Thanks for your heartfelt post David. Depressing but not surprising, and something that should be publicised as much as possible. There seem to be two arguments in favour of an embargo. The first is a kind of selfish morality – we don’t want to be associated with these abuses by wearing Uzbek cotton. Personally I support that, but it depends on your own moral position I suppose.. The second is that it will force the government to change. The government is highly dependent on cotton exports for hard currency receipts, and it is the one industry in the country that enriches individuals on a truly massive scale.

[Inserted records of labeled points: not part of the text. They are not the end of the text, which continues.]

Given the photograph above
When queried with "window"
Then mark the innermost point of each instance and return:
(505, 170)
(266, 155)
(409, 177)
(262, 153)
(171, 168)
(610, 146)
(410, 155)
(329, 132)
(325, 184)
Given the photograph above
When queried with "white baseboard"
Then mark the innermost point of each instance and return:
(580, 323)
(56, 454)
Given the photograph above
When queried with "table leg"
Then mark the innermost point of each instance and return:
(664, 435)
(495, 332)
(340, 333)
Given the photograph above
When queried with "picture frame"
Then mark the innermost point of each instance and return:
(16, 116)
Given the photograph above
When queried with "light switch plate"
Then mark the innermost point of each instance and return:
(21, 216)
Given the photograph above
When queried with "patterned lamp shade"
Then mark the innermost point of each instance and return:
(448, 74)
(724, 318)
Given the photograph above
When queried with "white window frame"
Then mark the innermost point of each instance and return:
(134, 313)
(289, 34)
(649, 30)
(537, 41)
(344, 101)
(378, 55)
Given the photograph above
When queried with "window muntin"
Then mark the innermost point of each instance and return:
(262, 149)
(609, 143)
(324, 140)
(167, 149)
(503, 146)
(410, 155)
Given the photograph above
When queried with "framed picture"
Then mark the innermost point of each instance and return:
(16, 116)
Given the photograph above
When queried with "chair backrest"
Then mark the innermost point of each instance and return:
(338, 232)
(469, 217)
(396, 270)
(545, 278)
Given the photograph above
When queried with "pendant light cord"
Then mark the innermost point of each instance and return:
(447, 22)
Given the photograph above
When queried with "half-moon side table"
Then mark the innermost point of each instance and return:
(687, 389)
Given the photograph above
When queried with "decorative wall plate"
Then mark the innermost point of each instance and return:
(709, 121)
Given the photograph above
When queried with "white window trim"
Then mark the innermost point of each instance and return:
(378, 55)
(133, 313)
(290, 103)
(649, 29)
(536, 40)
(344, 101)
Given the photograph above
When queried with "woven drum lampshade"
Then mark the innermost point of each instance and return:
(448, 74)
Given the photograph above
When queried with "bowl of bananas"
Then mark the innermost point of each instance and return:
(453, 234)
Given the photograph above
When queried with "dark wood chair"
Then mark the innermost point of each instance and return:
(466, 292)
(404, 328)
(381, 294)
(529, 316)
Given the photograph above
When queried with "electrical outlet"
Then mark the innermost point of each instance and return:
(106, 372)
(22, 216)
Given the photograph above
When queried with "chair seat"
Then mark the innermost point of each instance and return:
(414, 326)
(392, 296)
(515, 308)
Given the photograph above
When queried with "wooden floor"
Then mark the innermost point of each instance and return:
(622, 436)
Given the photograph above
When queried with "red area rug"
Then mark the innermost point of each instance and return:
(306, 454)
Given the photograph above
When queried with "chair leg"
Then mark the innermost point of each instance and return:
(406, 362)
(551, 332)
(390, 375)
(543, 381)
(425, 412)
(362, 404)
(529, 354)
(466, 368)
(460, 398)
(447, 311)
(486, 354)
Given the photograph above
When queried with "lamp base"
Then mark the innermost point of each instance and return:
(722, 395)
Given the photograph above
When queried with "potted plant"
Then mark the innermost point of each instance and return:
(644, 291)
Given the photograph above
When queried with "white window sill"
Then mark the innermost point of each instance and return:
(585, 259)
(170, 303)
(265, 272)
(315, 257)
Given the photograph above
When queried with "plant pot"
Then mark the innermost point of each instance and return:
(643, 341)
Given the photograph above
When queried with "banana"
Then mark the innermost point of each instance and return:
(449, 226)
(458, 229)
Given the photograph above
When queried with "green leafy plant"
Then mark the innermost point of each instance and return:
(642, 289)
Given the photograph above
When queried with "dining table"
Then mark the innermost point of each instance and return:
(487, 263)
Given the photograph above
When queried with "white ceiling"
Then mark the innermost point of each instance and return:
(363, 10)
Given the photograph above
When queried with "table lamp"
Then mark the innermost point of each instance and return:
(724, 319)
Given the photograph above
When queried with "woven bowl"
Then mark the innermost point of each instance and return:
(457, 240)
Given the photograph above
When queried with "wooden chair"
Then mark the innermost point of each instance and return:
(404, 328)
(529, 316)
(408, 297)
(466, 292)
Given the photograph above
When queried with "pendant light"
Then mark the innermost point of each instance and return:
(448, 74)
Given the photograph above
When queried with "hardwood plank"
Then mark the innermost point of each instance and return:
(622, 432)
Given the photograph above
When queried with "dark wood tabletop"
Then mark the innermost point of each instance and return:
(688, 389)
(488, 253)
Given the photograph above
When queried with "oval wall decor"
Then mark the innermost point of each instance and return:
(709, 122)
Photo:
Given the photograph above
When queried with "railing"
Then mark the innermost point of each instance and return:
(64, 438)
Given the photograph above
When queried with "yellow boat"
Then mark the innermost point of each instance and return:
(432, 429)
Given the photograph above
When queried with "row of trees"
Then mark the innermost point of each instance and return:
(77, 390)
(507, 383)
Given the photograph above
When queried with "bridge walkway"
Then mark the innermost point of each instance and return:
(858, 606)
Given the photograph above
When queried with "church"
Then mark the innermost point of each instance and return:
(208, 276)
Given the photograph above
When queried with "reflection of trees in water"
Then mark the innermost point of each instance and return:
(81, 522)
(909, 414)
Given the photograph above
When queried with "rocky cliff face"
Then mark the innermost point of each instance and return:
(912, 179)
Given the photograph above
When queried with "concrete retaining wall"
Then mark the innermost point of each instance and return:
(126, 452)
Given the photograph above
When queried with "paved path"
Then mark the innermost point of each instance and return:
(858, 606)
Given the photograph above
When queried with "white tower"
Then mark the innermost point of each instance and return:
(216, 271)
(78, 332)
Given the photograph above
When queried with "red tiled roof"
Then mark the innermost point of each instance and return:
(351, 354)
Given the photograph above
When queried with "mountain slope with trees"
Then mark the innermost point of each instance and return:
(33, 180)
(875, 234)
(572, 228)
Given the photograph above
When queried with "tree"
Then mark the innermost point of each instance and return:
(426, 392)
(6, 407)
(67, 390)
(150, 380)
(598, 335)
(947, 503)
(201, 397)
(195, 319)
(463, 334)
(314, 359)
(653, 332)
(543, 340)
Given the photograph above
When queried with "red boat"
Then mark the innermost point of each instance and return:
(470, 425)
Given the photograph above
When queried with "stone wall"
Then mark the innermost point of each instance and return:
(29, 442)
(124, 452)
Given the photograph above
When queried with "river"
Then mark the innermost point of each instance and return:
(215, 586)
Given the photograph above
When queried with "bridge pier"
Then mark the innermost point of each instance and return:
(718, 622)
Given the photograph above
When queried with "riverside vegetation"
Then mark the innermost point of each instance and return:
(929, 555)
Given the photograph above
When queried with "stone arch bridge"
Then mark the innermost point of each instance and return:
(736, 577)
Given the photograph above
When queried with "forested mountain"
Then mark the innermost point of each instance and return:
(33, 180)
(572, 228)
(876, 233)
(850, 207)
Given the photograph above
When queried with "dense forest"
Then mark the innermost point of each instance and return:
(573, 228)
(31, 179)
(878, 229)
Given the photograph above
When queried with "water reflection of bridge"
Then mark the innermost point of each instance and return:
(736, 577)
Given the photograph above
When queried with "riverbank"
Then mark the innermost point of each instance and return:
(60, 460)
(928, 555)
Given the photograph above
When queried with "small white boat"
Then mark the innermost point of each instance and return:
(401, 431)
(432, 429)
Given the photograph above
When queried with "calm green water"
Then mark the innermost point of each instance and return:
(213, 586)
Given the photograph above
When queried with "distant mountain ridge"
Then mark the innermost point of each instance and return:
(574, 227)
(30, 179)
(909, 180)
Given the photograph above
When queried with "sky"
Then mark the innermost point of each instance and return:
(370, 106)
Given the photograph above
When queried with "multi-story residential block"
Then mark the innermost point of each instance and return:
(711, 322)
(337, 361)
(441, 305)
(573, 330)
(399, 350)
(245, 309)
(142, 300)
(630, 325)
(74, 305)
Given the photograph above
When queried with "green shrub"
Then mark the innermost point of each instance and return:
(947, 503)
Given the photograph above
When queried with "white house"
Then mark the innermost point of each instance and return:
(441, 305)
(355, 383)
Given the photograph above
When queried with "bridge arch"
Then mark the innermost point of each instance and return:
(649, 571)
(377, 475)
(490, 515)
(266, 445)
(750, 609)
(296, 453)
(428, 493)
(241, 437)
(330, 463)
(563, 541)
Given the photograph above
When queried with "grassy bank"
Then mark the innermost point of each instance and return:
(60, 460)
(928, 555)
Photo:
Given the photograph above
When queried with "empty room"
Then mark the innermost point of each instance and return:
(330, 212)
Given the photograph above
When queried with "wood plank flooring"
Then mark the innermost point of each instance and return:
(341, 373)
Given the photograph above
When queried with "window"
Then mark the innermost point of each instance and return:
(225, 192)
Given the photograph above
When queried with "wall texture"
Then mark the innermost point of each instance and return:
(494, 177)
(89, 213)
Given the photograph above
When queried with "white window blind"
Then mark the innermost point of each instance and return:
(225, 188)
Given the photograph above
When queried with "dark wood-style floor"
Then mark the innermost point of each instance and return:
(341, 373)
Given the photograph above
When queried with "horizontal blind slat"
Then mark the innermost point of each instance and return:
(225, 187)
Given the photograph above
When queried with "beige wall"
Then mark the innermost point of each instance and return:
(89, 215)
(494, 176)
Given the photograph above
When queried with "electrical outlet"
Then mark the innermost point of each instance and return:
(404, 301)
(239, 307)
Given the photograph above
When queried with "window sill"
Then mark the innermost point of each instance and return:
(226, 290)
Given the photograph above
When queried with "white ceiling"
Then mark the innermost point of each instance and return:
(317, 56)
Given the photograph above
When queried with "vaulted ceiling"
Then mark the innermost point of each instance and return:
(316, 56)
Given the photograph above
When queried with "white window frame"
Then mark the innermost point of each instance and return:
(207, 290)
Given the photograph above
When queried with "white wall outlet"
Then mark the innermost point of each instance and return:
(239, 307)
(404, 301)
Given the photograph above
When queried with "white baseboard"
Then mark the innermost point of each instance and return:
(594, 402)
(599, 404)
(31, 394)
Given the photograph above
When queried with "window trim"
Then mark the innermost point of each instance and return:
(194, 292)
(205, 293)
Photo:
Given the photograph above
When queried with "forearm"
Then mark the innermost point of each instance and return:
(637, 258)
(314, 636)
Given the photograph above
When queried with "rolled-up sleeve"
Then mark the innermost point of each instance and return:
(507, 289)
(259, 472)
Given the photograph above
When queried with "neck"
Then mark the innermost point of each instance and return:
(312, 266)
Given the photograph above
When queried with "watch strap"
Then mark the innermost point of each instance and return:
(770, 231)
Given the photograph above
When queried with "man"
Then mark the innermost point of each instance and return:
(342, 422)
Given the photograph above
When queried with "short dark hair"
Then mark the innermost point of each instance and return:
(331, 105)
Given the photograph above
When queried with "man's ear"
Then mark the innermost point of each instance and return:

It is the latter fact that makes some potential change from an embargo more likely. While Karimov et al may be willing to allow the cotton elite to undergo some losses for the sake of foreign policy goals, the real mafia bosses who run that industry may not. The key foreign players are mainly EU and Swiss middlemen, but also include US cotton buyers, and European banks who finance the purchases. Concerted EU and US action would have a serious impact on the trade. Its a purely market approach to human rights abuses – you have to meet some minimum standards to avoid losing your best customers. You can still make money and carry on with abuses, but your profits will be lower. Insiders point out that the industry is actually very complex, with lots of middlemen – including Russians and Uzbeks themselves through front companies – and lots of problems asserting origin, but I don’t believe that an embargo is impossible. There’s some more on this in ICG’s report on cotton in Central Asia, which is somewhere on their website, http://www.icg.org

Mark Hamm September 5, 2005 at 2:40 pm

Excellent post David. Talk of a cotton embargo must scare the crap out of some powerful Uzbeks. If China was to jump in and ‘rescue’ the Uzbek cotton industry many coutries would support a continued boycott against China’s finished goods.

Would it work? Maybe not directly, but, like the invasion of Iraq making countries less likely to ignore our military threats, it would have an effect on countries that normally would ignore our econmic threats (plus some payback for kicking us out).

Good luck with your soon to be larger family. That’s ultimately what it’s all about.

jonathan p September 6, 2005 at 1:41 pm

If the US boycotted China’s finished goods, American’s would go naked. Is there even a single major clothing manufacturer left in the US?